What’s the best advice you’ve received about how to manage people?  

FRANCESSCA: I grew up in a military family and have drawn inspiration from former Secretary of State, Colin Powell who said, “Good leadership encourages everyone’s evolution”. I wrote it down a long time ago and carry it with me as a reminder that you cannot be a great leader unless you build a team that evolves their capabilities and skills. I assess my own leadership based on the operating growth of my team. 

Another one is from a former president of my alma mater who always said, “A great team is always becoming”. It serves as a reminder to value diverse thought and perspective, know that businesses and customers evolve and change, and that teams should be constantly learning and being challenged as a result. I’m always becoming and value this as a distinct leadership skill. It prevents you from staying in the status quo. It’s a lesson I didn’t learn until later in my career, and it has an impact everywhere. Building a team where you’re more than a collection of individuals but rather operating as a working group with mutual accountability and rapid trust helps you move much faster towards your mission. Team dynamics are everything.

How have you made a mark in your industry? What’s something you’ve done that’s perhaps counterintuitive in your field – broken any rules with interesting results? 

FRANCESSCA: Some might say that I push boundaries. Workforce innovation and building a deeply intentional “people” strategy is critical in any growth strategy. Way before it was widely adopted as a business practice, I got my organization thinking about how unconscious bias shows up in the workplace. I brought in professional coaches to establish a process for bias training. The results have been incredible from customers, my leadership team, and employees. I’m committed to building diverse teams that mirror the markets and geographies that my organization serves.

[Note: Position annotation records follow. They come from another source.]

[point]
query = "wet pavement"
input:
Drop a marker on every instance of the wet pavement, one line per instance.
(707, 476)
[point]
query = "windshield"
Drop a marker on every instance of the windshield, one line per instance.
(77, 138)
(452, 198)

Early on in my career, I worked on technology applications and vehicle sensor telemetry for automakers. Today, mobility innovation through software, data, 5G, and IoT is how most auto manufacturers will transform the driver and customer experience. Every time I get into certain cars with advanced telemetry, I’m incredibly proud to see the impact data and connectivity is having on the automotive industry. 

Describe one pivotal moment in your career that was truly defining for you in one way or another – an opportunity that changed your life or a moment where you recognized defeat and changed course.

FRANCESSCA: I like to joke that I stumbled into leadership by accident. I was offered a position when a leader left. I spent the first couple of years learning how to be a leader, and experienced success and failures while serving in that role. I then went back into an individual contributor again to build out a new go-to-market plan for moving a business segment into industry verticals. 

Initially, it was a tough transition for me. I had to really develop a growth mindset. However, it was this experience where I learned how to lead through influence, operate in ambiguity, and the importance of being resilient. I also realized that leadership wasn’t purely synonymous with being a people manager. That experience propelled me into the next three jobs and launched my formal career.